Pick up a kettlebell. Swing it 10 times. You’ll know within those 10 reps if it’s too heavy, too light, or just right. That’s basically this entire post. But there’s nuance depending on the movement, so here’s the longer version.
Kettlebells jump in 4 kg increments. 8, 12, 16, 20, 24, 28, 32. Each jump is a big deal. Going from 16 to 20 is a 25% increase. There’s no slapping on a 2.5 lb plate to micro-load. You either own the weight or you don’t.
Swings
Swings use your biggest muscles and the movement is ballistic, so you can handle more weight here than anything else. Your hips do the work. Your arms are just hooks.
Most men start at 20 to 24 kg two-hand, 16 to 20 kg one-arm. Most women start at 12 to 16 kg two-hand, 8 to 12 kg one-arm.
The quick test: 10 swings. If the bell floats to chest height without you pulling it with your arms, you’re good. Barely reaches your belly button? Size down. Flying over your head? Too light. Or you’re pulling with your arms, which is a different problem.
Get-ups
Completely different animal. Slow, controlled, and every position in the movement needs to feel stable. The roll, the bridge, the sweep, the stand. You’ll use less weight here than anything else.
Men: 12 to 16 kg. Women: 8 to 12 kg.
Hold the bell at lockout with a straight arm for 10 seconds. Shoulder creeping up? Elbow bending? Too heavy. You should be able to pause at every position on the way up and feel like you could stay there.
Presses
This is where ego gets people killed. The kettlebell press is strict. No leg drive, no layback. Just your shoulder and tricep doing honest work.
Men usually start around 16 to 20 kg. Women around 8 to 12 kg.
Press it 5 times each side. If you can get all 5 without your body leaning sideways or your wrist bending back, you’re in the zone. If you can hit 8+ reps without thinking about it, go heavier.
I spent months pressing a 20 when I should’ve moved to 24. Kept telling myself I wasn’t ready. I was ready. The 20 had become maintenance, not progress. Don’t sit on a weight because it’s comfortable.
Squats
Goblet squats load the front of your body, so your core and upper back work hard to keep you upright. Most people can squat heavier than they think.
Men: 16 to 24 kg. Women: 12 to 16 kg.
5 reps. Full depth, elbows inside your knees, chest stays up. If you can do that without your torso collapsing forward, the weight is right.
Run a swing test
If you want something more objective, set an EMOM timer for 10 minutes. 10 swings at the top of each minute. 100 total.
Finished all 10 sets and felt like you could keep going? Heavier. Form held up but the last 3 rounds were genuinely hard? Stay here. Form broke down before round 8? Size down.
One good rep when you’re fresh means nothing. Sixty good reps under time pressure tells you where you actually are.
Going heavier
There’s no fixed timeline. I’ve jumped a size in 3 weeks on swings and spent 4 months on the same press weight. The movements don’t progress at the same rate.
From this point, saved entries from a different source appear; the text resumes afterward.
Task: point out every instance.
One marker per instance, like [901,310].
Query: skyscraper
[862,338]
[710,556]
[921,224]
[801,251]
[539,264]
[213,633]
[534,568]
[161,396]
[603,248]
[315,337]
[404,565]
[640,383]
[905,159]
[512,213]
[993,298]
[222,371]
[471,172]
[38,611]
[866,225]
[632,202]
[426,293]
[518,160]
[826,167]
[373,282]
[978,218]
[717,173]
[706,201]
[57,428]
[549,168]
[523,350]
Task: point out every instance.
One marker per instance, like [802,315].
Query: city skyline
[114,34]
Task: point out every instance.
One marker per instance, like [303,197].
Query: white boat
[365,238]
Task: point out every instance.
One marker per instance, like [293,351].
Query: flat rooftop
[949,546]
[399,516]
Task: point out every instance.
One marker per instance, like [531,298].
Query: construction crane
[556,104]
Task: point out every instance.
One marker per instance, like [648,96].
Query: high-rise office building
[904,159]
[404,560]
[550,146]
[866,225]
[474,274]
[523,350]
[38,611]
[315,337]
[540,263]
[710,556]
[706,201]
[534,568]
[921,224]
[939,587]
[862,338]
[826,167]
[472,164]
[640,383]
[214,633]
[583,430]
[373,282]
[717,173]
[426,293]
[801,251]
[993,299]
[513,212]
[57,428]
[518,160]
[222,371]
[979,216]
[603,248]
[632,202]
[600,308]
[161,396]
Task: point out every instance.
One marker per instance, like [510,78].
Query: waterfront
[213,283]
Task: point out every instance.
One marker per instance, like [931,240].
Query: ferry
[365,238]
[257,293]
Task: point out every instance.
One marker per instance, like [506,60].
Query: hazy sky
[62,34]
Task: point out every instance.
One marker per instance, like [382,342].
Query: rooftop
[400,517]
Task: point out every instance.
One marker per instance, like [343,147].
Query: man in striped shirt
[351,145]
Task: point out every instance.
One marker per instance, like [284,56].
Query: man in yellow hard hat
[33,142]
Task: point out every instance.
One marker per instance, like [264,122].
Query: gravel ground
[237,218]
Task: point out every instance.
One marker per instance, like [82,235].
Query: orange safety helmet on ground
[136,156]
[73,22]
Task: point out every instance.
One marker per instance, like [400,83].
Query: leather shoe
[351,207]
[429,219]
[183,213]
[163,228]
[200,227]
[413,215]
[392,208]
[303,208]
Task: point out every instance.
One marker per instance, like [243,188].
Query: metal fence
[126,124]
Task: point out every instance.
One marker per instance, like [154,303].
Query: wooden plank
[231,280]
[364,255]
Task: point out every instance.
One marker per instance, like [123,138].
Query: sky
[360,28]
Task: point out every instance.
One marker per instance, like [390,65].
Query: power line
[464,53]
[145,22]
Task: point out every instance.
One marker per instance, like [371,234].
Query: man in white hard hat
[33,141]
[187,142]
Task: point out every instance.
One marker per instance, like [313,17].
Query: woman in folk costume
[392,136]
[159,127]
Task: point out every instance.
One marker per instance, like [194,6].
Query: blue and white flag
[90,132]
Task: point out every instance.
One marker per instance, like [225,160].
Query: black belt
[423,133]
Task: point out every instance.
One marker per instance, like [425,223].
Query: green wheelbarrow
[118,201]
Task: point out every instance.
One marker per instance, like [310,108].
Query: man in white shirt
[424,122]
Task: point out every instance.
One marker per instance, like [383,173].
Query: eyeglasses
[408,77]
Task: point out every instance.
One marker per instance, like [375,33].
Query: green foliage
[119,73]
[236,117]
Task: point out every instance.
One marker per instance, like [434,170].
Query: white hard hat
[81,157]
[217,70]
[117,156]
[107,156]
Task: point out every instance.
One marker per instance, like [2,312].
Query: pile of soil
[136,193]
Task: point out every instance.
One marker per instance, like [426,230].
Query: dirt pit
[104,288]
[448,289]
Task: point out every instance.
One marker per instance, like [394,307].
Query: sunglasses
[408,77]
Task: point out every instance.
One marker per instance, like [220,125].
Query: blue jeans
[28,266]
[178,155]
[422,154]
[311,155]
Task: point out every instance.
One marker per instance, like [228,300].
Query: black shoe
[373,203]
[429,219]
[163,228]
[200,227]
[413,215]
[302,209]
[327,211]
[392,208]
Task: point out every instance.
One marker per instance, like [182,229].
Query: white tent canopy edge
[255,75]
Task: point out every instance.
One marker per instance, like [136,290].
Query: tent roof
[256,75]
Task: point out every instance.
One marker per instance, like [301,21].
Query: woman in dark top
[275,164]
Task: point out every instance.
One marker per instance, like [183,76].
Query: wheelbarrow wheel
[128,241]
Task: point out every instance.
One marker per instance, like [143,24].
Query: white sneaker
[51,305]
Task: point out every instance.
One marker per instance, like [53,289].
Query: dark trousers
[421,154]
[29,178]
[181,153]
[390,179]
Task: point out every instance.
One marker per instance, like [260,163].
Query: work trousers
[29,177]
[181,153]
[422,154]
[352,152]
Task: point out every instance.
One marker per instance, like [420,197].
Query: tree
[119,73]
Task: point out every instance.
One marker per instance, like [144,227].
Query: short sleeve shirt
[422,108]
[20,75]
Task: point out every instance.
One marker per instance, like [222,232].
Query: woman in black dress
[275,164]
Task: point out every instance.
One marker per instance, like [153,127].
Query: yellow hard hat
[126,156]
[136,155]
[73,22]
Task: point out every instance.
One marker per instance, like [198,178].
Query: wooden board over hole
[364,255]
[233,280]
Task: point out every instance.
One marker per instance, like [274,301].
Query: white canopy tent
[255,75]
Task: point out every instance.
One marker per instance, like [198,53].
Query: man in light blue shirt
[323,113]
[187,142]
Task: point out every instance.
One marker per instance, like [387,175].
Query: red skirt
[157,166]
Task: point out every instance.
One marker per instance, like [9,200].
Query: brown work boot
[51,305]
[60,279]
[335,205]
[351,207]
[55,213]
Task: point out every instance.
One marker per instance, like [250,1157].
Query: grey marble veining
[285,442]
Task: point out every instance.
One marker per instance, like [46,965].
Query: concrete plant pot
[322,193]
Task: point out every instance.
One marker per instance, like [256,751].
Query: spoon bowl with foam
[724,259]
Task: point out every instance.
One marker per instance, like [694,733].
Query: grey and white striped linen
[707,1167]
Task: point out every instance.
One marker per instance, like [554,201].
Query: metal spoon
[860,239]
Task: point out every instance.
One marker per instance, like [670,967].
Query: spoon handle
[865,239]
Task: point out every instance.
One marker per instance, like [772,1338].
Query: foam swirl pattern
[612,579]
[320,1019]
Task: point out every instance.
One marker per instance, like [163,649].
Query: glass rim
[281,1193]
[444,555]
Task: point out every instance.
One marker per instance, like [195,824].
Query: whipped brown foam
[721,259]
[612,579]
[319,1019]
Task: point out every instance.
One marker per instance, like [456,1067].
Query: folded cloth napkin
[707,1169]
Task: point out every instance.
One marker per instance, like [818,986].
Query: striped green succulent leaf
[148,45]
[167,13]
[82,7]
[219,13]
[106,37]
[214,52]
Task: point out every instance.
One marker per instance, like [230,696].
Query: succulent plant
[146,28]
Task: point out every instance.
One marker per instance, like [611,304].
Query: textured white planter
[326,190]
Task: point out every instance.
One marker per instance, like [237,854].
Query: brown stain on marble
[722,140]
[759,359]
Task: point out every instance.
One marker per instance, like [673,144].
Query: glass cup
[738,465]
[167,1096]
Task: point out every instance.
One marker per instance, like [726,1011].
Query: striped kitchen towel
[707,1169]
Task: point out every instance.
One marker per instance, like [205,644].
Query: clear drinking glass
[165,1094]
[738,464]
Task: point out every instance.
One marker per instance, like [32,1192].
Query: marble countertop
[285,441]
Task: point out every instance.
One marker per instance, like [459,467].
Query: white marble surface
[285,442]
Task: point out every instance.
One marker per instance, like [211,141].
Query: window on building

The signals: your planned sets feel controlled. You finish with gas in the tank. You’re not thinking about the weight during the set. You could add reps without your form changing.
Don’t go heavier because you’re bored. Go heavier because the current weight is genuinely easy and you’ve confirmed it across multiple sessions, not just one good day.
Sizing down
No shame in it.
Learning a new movement. Coming back from time off. Form breaking down under fatigue. Switching from two-hand to one-arm swings. All good reasons to drop 4 kg and own the movement instead of fighting a weight that’s too heavy for where you are right now.
How many bells do you actually need
If you’re buying fixed bells, two. A heavier one for swings and squats, a lighter one for presses and get-ups. 16 + 24 for men. 12 + 16 for women. That covers most people for months.
The other route is adjustable kettlebells. I train with two Bells of Steel adjustable kettlebells that go up to 32 kg each. You pull a pin, swap plates, done. One pair covers every weight I need from 12 to 32 kg. No collection of six bells taking up floor space. For most people starting out, adjustables solve the “which bells do I buy” problem completely.
Track your weights and reps so you know when to move up.